Opinion
May 18, 1932.
Appeal from Supreme Court of Oneida County.
Thayer Burgess, for the appellants.
Edwin T. Murdoch, for the respondents.
The appellant Citizens Trust Company of Utica, N.Y., a banking corporation, and two other Utica banks, under the provisions of sections 487 Banking and 488 Banking of the Banking Law (Laws of 1914, chap. 369, as amd.), entered into a merger agreement in writing dated October 24, 1931, wherein they contracted to form a new merged corporation to be known as the First Citizens Bank and Trust Company of Utica. The corporation growing out of this merger is also an appellant. The agreement came before the stockholders of the Citizens Trust Company for approval at a meeting held November 9, 1931. The agreement was there approved by a vote of more than two-thirds of all of the stock-holders of the corporation. The petitioners in this proceeding did not vote in favor of the merger. On November 14, 1931, the requisite documents were filed in the proper offices, and the merger then became effective as provided in sections 492 Banking and 493 Banking of the Banking Law. On November sixteenth, two days after the merger became effective, the petitioners gave notice that they objected to the merger and demanded payment for their stock. On the 4th day of January, 1932, the petitioners presented to the Supreme Court their petition for the appointment of appraisers to appraise the stock of the Citizens Trust Company under section 496 Banking of the Banking Law.
The only question presented upon this appeal is whether under section 496 Banking of the Banking Law the petitioners are foreclosed of the right to an appraisal and payment for their stock although they have given the notice and made the demand within twenty days of the date of the holding of the meeting at which the merger was approved, as provided in section 496 Banking of the Banking Law, by reason of the fact that the merger became effective before the demand was actually served. The pertinent parts of section 496 are as follows: "Any stockholder or shareholder not voting in favor of such agreement of merger at the meeting prescribed in section four hundred and ninety of this article, may at such meeting or within twenty days thereafter object to the merger and demand payment for his stock or shares; or, in the case of savings and loan associations or credit unions, if such shareholder be a borrower, he may demand liquidation of his indebtedness and cancellation of his shares. If the merger takes effect at any time after such demand, such stockholder or shareholder may, at any time within sixty days thereafter, apply to the Supreme Court at any Special Term thereof, held in the county wherein is situated the principal place of business of the corporation into which the other or others are merged, for the appointment of three persons to appraise the value of his stock or shares or the amount of said indebtedness, if any."
The appellants contend, by virtue of the language quoted, that the petitioners cannot require an appraisal and resulting payment because, they argue, the right to an appraisal and payment is by the statute limited to cases where the merger has taken place after the demand, and the merger in this case took place before the demand.
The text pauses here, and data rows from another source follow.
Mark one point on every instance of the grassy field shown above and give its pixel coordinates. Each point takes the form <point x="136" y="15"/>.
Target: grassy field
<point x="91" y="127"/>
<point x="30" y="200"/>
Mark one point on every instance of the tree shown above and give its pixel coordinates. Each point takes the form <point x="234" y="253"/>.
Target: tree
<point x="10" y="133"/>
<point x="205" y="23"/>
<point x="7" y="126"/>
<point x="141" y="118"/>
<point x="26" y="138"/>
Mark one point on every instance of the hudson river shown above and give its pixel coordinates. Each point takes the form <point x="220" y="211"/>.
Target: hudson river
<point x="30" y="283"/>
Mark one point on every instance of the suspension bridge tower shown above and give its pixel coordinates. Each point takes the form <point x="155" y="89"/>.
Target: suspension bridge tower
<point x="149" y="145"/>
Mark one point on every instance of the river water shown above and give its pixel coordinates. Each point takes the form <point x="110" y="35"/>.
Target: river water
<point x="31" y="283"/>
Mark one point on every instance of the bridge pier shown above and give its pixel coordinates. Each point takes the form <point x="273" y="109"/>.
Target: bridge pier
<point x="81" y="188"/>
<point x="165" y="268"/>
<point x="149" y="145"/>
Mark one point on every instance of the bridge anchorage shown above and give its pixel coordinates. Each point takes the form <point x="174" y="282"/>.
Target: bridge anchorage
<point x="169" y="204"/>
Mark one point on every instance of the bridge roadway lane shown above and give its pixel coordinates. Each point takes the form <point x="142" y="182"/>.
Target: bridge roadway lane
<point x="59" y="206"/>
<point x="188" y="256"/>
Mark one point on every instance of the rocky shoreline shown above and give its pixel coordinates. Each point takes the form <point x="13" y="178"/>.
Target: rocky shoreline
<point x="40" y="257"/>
The contention rests upon a literal reading of the second sentence in section 496.
We think the construction urged by the appellants, even though in accordance with the literal language of the statute, is not to be given to the provision quoted above. (See Matter of Long v. Jerzewski, 235 App. Div. 441, decided herewith.) Since the statute expressly gives to dissenting stockholders twenty days, it seems hardly possible that the Legislature should have intended in such a case as this that a stockholder who gave the notice within the period specified should nevertheless be defeated when attempting to enforce the right apparently given him by the circumstance over which he has no control, that the documents effecting the merger were so promptly filed as to precede the making of the stockholders' demand. In our opinion it is more consonant with what we take to be the legislative intent to construe the second sentence of section 496 as merely limiting the time when the application to the Supreme Court shall be made to a sixty-day period following the day that the merger becomes effective. In other words, we read the first clause in the second sentence as though a comma were inserted after the words "if the merger takes effect at any time," so that the following words, "after such demand," do not qualify the taking effect of the merger but relate to the application of the objecting stockholder to the court. The second sentence, as we read the law, makes two events conditions precedent to the filing of the application to the court, first, the "taking effect of the merger," and second, the "making of such demand." "Such demand" in this phrase means the stockholder's objection to the merger and the demand for payment of the objector's stock made at the stockholders' meeting or within twenty days thereafter as provided in the first sentence of the section.
The order should, therefore, be affirmed, with costs.
All concur.
Order affirmed, with ten dollars costs and disbursements.